Sizing CDC agents

Here we review and explain the factors that can affect pipeline performance. Please review the information below before making your choices. You can resize your agent if the requirements of the pipeline change. The agent can be redeployed with a different resource configuration. If the snapshot processing is CPU limited, the agent can initially be deployed with a larger vCPU allocation and downsized once the snapshot has completed to handle the ongoing changes.

There are three key determinants of pipeline performance:

CPU: The number of CPU cores.
Memory: The available memory to process pipeline data.
Network: The quality, speed, and capacity of your network connection.

Please note that it's not until sometime after the pipeline status has changed to CDC that the pipeline will have reached a point where the pipeline can be resumed without restarting another full snapshot.

CPU

Insufficient CPU availability will limit the maximum throughput of the pipeline.

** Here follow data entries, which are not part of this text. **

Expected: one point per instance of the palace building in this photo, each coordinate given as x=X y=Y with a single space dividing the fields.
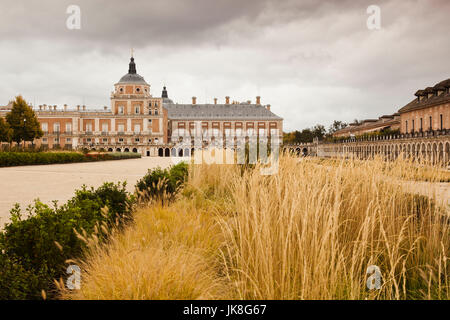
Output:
x=428 y=112
x=137 y=121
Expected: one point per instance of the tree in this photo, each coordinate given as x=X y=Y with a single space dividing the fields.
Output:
x=306 y=135
x=23 y=122
x=5 y=131
x=336 y=126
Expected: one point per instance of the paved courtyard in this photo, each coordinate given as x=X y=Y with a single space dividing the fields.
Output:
x=59 y=181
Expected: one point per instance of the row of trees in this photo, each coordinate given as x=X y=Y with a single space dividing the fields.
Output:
x=21 y=124
x=308 y=134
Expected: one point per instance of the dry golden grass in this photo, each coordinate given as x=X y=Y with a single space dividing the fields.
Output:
x=308 y=232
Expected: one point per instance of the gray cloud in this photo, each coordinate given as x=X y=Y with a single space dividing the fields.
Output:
x=312 y=61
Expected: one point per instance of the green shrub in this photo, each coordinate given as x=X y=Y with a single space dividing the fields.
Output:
x=8 y=159
x=30 y=259
x=162 y=183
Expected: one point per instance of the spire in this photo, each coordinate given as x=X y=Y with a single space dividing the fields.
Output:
x=132 y=66
x=164 y=94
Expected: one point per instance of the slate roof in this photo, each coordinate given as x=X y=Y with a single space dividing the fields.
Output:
x=426 y=102
x=219 y=112
x=132 y=78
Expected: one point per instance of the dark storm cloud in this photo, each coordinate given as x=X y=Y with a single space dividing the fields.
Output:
x=314 y=61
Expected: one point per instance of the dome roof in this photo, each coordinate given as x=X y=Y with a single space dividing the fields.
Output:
x=132 y=76
x=445 y=83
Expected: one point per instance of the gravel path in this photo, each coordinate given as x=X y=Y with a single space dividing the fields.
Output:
x=59 y=181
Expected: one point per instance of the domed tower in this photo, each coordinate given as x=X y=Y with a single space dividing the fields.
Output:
x=135 y=110
x=132 y=83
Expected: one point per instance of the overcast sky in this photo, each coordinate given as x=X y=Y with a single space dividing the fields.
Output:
x=313 y=61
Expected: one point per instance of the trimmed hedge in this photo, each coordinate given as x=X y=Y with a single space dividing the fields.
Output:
x=30 y=258
x=34 y=250
x=8 y=159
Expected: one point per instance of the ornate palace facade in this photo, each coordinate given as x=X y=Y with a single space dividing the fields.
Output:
x=137 y=121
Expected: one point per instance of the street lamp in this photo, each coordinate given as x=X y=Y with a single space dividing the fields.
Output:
x=24 y=128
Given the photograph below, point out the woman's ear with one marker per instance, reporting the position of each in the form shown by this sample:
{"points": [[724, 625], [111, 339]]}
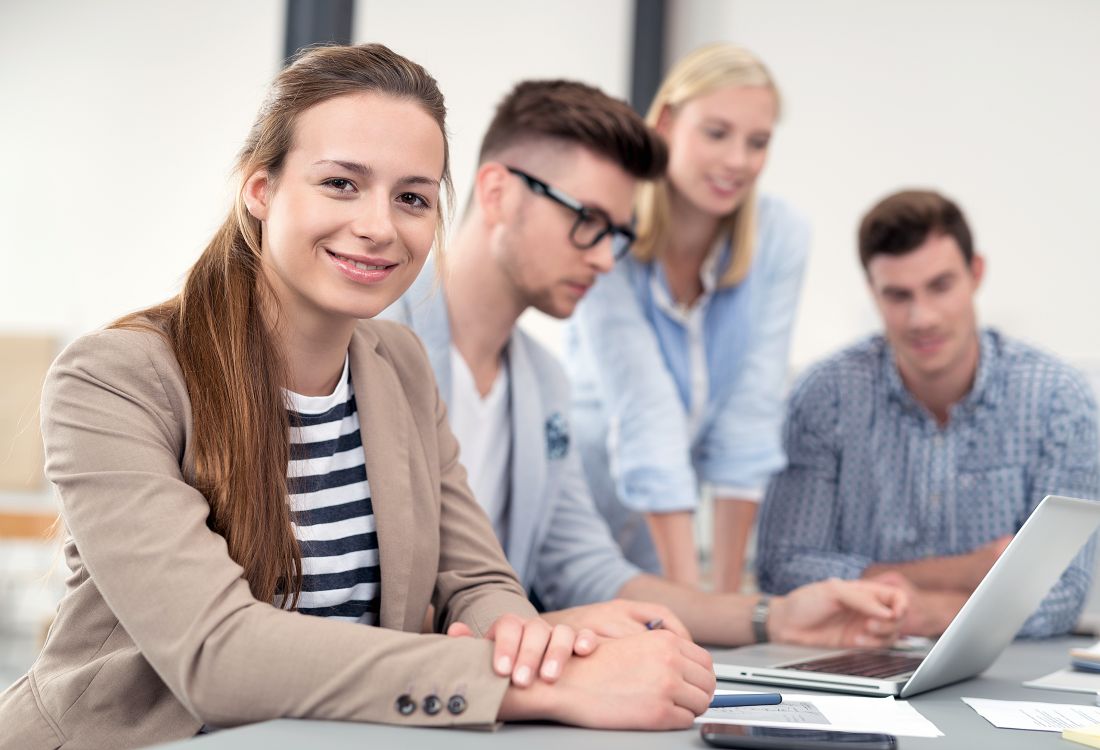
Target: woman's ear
{"points": [[257, 189]]}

While the pipeline can continue to stream changes, computational delays in writing changes in the data source to the storage platform mean the CDC agents will gradually become less accurate. In these circumstances, the true rate of changes will become unclear, with the rate appearing as a constant while the agent shows constant maximum CPU usage.

The longer this delay persists, the more inaccurate the pipeline will become. Both the pipeline and data source will experience errors and may even fail. For example, Postgres retains transaction logs back to the point at which the replication slot is positioned. As the pipeline falls further behind, the retained transaction logs will grow, compounding the issue.

Memory

Insufficient memory will typically cause the pipeline to fail. In these circumstances you would need to increase the available memory or reduce the volume of data, or number of tables, being processed by the pipeline.

The required memory directly scales with the number of tables being processed. The CDC agent has parallel tasks for each table, each of which comes with its own independent memory footprint as each table retains its own data buffer for writing the changes out to cloud storage.

Results Summary

To help illustrate the earlier points, the table below shows the results of testing a pipeline capturing evenly distributed changes across 83 tables, running across different services and configurations. The table shows the snapshot and Streaming rates for each of the service providers according to CPU and memory allocation levels.

Absolute values will vary depending on the structure and content of the data being captured, and values across different services cannot be directly compared as the resource abstractions are not necessarily comparable.

Service	CPU Allocation	Memory Allocation	Snapshot Rate	Streaming Rate
AWS Fargate	1 vCPU	2 GB	22k	11k
	2 vCPU	4 GB	27k	29k
	4 vCPU	8 GB	28k	30k
Google Compute Engine	2 vCPU	4 GB	25k	15k
	4 vCPU	8 GB	26k	17k
Azure Container Instances	1 vCPU	2 GB	19k	9k
	2 vCPU	4 GB	25k	13k
	4 vCPU	8 GB	29k	16k

Sizing recommendations

The tables below show a general recommendation for CPU and memory allocation according to your anticipated or actual change rate and the number of tables. Please be aware that each pipeline has a unique performance profile and it's recommended that you monitor the agent resource utilization and ensure that the pipeline is keeping up with the incoming changes.

Change Rate	CPU Allocation
Up to 5k/s	1 vCPU
Up to 10k/s	2 vCPU
Up to 20k/s	4 vCPU

Number of Tables	Memory Allocation
Up to 100	2 GB
Up to 200	4 GB
Up to 400	8 GB

Cloud container services don't allow arbitrary vCPU and memory allocations. When making a choice of resources, the recommendation is to take the lowest configuration that satisfies both requirements.